Con ricorso in Cassazione affidato a due motivi, che possono essere esaminati congiuntamente perché connessi, nei cui confronti il contribuente non ha spiegato difese scritte, il comune di Castiglione della Pescaia impugnava la sentenza della CTR della Toscana, relativa a un avviso d’accertamento ICI 2007 e 2008, per il mancato riconoscimento dell’agevolazione riferita all’immobile adibito ad abitazione principale, lamentando, con un primo motivo, il vizio di violazione di legge, in particolare, dell’art. 8 comma 2 del d.lgs. n. 504/92 e con un secondo motivo la violazione del medesimo art. 8 comma 2 cit. e degli artt. 143 e 144 c.c., sempre in relazione all’art. 360 primo comma n. 3 c.p.c., in quanto, erroneamente, i giudici d’appello, avevano riconosciuto il diritto della contribuente ad usufruire dell’esenzione oggetto di controversia, benché nell’immobile oggetto di tassazione avesse fissato la residenza anagrafica e dimorasse solo la stessa contribuente mentre, il coniuge e i figli erano risultati pacificamente residenti e dimoranti in altro comune.

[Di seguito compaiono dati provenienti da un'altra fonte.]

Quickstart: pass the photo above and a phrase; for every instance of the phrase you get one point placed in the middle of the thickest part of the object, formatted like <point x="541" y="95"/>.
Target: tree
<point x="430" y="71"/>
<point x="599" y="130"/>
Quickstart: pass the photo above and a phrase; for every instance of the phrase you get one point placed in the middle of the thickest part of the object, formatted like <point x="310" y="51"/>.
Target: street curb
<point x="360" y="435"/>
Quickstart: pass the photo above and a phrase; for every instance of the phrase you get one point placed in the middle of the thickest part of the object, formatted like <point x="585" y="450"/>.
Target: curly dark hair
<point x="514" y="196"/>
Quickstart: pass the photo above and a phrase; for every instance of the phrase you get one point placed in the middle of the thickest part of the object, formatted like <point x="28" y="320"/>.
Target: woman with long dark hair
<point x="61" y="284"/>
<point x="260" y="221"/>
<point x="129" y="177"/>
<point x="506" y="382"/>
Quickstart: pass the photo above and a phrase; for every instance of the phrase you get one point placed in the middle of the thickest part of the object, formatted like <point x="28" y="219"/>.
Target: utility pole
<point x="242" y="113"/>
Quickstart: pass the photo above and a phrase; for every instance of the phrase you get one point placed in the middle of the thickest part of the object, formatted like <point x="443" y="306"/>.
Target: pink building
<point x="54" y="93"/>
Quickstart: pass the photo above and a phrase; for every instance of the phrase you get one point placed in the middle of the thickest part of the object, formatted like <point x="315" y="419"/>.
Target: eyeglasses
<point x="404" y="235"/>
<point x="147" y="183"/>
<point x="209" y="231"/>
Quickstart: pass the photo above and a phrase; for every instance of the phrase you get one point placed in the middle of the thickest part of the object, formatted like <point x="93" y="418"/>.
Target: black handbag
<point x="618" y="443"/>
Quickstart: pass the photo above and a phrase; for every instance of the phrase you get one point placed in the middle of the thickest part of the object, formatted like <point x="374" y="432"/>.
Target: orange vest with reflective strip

Il Collegio ha deliberato di adottare la presente decisione in forma semplificata.
L’articolata censura è fondata.
È, infatti, insegnamento di questa Corte, quello che “In tema d’imposta comunale sugli immobili (ICI), ai fini della spettanza della detrazione prevista, per le abitazioni principali (per tale intendendosi, salvo prova contraria, quella di residenza anagrafica), dall’art. 8 del d.lgs. n. 504 del 1992 (come modificato dall’art.1, comma 173, lett. b), della l. n. 296 del 2006, con decorrenza dall’1 gennaio 2007), occorre che il contribuente provi che l’abitazione costituisce dimora abituale non solo propria, ma anche dei suoi familiari, non potendo sorgere il diritto alla detrazione ove tale requisito sia riscontrabile solo per il medesimo. (In applicazione di tale principio, la S.C. ha confermato la sentenza impugnata, che aveva escluso la detrazione sulla base dell’accertamento che l’immobile “de quo” costituisse dimora abituale del solo ricorrente e non della di lui moglie).” (Cass. ord. n. 15444/17, Cass. ordd. nn. 12299/17, 13062/17, 12050/10 (1)).
Nel caso di specie, la sentenza impugnata si pone in evidente contrasto con il superiore principio, in quanto è pacifico tra le parti, che il nucleo familiare della ricorrente né risiede anagraficamente, né dimora abitualmente presso l’immobile oggetto di tassazione, mentre l’unica a risiedere abitualmente nell’immobile è solo la ricorrente, che, in tale situazione, non può invocare il diritto al riconoscimento dell’esenzione.
Va, conseguentemente accolto il ricorso, cassata senza rinvio l’impugnata sentenza e, non essendo necessari ulteriori accertamenti di fatto, ex art. 384 c.p.c., rigettato l’originario ricorso introduttivo del ricorrente.
Sussistono giusti motivi per la compensazione delle spese del giudizio di merito a seguito dell’alterno esito tra i precedenti giudizi di merito e il presente giudizio, ponendosi a carico della intimata le spese del giudizio di legittimità

P.Q.M. – LA CORTE SUPREMA DI CASSAZIONE Accoglie il ricorso, cassa l’impugnata sentenza e, decidendo nel merito, rigetta il ricorso introduttivo della contribuente. Dichiara compensate le spese del giudizio di merito e condanna la parte ricorrente al pagamento delle spese del giudizio di legittimità che liquida in € 1000,00, oltre € 200,00 per esborsi, oltre il 15% per spese generali, oltre accessori di legge.

(1) Cfr. Cass. 21 luglio 2017, n. 15444; Cass. 17 maggio 2017, n. 12299; Cass. 24 maggio 2017, n. 13062; Cass. 17 maggio 2010, n. 17050; tutte in Boll. Trib. On-line.